The nearer the archaeologists get to Stoke Bridge, the more interesting and older finds they turn up.

The town was founded as Gipeswic by the Anglo-Saxons because it was the lowest point at which the River Orwell could crossed and the first settlement was built around what is now Stoke Bridge.

“When redevelopment work starts on the sites right next to the bridge, there should be some great finds - but of course there is always the danger that things will be damaged in the demolition work,” said Mr Wade.

He expects to spend about another two months on the Albion site and about a month at Cranfields - but insisted that the archaeologists' work was not holding up redevelopment.

“There is still quite a lot of work to be done to clear the sites and I don't think our presence is an issue at either,” he said.

The walkway itself has been covered in damp mud for 1,000 years and to preserve the wood, it is necessary to cover it in water most of the time.

It is only exposed when archaeologists want to carry out more investigations - and will eventually be covered again to allow construction work on the site to get under way.

Saxon Suffolk facts:

Stoke Bridge was the lowest point at which the river was crossed for more than 1,000 years - until the Orwell Bridge was opened in December 1982.

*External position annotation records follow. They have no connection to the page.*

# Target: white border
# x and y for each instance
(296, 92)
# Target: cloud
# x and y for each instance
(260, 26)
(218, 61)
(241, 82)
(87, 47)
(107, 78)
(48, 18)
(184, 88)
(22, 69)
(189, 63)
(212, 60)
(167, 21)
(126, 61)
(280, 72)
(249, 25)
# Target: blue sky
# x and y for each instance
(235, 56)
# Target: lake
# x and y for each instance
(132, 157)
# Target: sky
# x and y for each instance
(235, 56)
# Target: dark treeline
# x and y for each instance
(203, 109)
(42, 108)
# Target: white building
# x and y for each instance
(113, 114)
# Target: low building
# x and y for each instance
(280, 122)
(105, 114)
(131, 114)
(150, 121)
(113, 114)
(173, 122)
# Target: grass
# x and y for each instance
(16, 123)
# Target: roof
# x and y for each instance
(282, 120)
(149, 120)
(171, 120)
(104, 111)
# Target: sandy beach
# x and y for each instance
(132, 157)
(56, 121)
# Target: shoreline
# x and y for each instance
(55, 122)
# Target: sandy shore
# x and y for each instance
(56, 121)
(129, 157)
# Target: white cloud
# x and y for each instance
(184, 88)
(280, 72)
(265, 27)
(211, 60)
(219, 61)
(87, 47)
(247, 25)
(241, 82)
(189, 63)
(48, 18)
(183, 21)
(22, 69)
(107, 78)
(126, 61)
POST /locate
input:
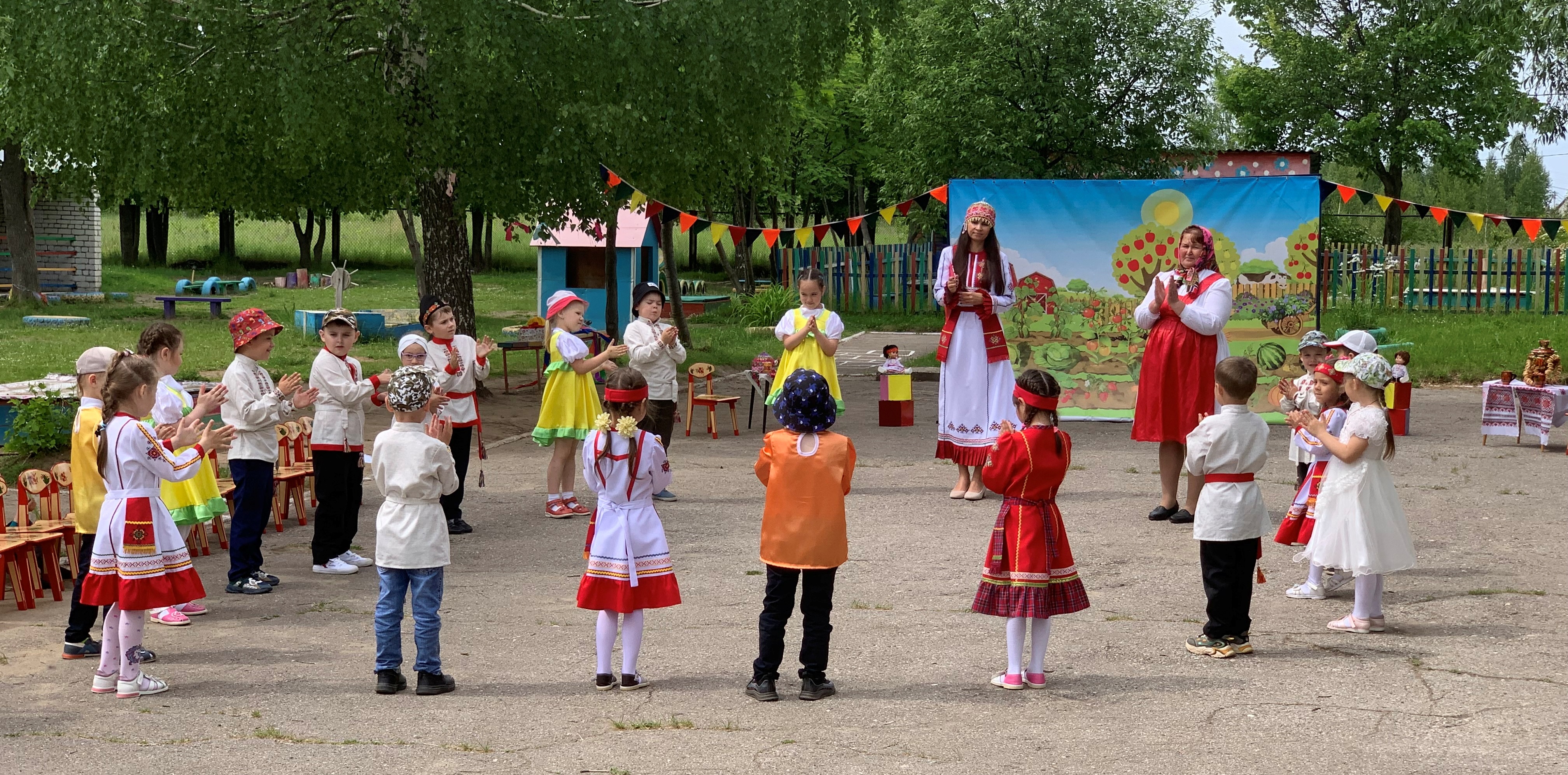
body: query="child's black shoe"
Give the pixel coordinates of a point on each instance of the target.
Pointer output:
(763, 691)
(391, 681)
(435, 683)
(816, 689)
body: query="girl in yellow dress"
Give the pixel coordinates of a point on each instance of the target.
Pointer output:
(195, 501)
(571, 402)
(811, 336)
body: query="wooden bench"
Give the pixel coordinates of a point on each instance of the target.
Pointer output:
(214, 305)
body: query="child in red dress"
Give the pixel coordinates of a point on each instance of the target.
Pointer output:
(1029, 572)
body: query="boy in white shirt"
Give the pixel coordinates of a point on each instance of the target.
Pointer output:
(1228, 449)
(255, 405)
(338, 443)
(415, 470)
(656, 350)
(460, 363)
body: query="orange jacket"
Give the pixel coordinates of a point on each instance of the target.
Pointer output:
(803, 517)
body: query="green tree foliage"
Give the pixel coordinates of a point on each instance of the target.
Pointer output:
(1388, 87)
(1042, 88)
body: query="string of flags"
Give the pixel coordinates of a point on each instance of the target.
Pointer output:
(1530, 226)
(744, 236)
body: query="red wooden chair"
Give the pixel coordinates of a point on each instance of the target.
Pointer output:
(708, 401)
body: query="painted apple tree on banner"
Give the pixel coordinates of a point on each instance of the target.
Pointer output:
(1087, 252)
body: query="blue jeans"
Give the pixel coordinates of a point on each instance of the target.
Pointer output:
(425, 584)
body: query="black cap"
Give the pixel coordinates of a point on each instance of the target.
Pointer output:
(645, 289)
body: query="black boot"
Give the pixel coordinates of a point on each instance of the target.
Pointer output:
(435, 683)
(391, 681)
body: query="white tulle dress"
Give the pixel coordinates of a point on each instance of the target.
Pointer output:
(1360, 523)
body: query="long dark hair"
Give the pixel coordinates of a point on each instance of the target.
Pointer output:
(995, 272)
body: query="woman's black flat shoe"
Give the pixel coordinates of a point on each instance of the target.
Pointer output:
(1162, 512)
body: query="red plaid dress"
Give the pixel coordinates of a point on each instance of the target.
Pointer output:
(1029, 565)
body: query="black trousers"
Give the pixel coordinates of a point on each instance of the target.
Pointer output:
(661, 420)
(82, 617)
(462, 440)
(1228, 583)
(778, 603)
(339, 490)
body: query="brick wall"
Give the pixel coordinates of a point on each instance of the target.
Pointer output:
(66, 219)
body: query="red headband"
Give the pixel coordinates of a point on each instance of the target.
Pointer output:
(611, 394)
(1040, 402)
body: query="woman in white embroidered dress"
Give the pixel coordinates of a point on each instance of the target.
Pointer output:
(974, 286)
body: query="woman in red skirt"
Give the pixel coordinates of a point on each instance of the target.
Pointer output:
(1029, 573)
(1185, 311)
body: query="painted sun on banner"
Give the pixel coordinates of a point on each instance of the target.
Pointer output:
(1086, 253)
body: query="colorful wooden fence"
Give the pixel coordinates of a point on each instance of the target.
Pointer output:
(866, 278)
(1465, 280)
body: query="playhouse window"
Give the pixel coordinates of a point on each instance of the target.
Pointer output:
(585, 267)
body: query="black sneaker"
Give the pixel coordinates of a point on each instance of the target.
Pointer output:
(763, 691)
(87, 649)
(435, 683)
(391, 681)
(814, 689)
(250, 586)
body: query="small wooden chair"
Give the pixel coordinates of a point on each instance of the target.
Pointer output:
(708, 401)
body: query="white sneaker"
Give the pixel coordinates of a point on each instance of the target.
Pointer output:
(1307, 592)
(334, 567)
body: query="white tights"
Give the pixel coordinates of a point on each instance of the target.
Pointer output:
(1040, 636)
(631, 641)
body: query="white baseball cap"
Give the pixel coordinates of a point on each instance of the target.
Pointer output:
(1357, 343)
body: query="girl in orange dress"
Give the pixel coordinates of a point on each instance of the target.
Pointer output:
(1029, 573)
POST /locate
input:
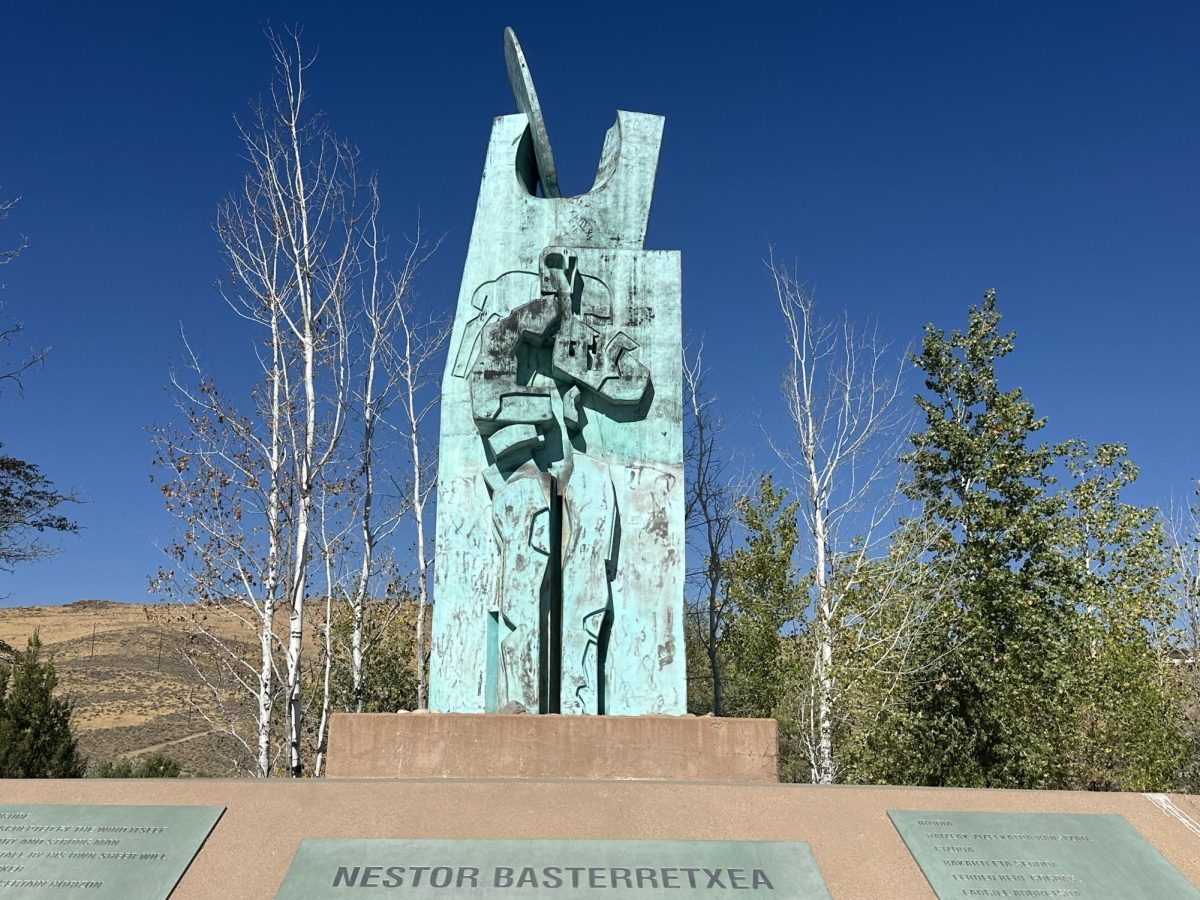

Ipswich is the oldest continuously-inhabited town in England, and the first English town. It was originally known as Gipeswic. Colchester fell into dereliction after the Romans left and was later re-inhabited by Anglo-Saxons.

Suffolk and Norfolk were inhabited by Angles who came over from Germany in the Dark Ages. They were the East Angles and split into South Folk and North Folk - hence the modern names of the counties

The invaders who landed south of what is now the River Stour were from a different German tribe, the Saxons. They became known as the East Saxons - a name later shortened to Essex.

In 991 Gipeswic was sacked by Vikings on their way to the Battle of Maldon.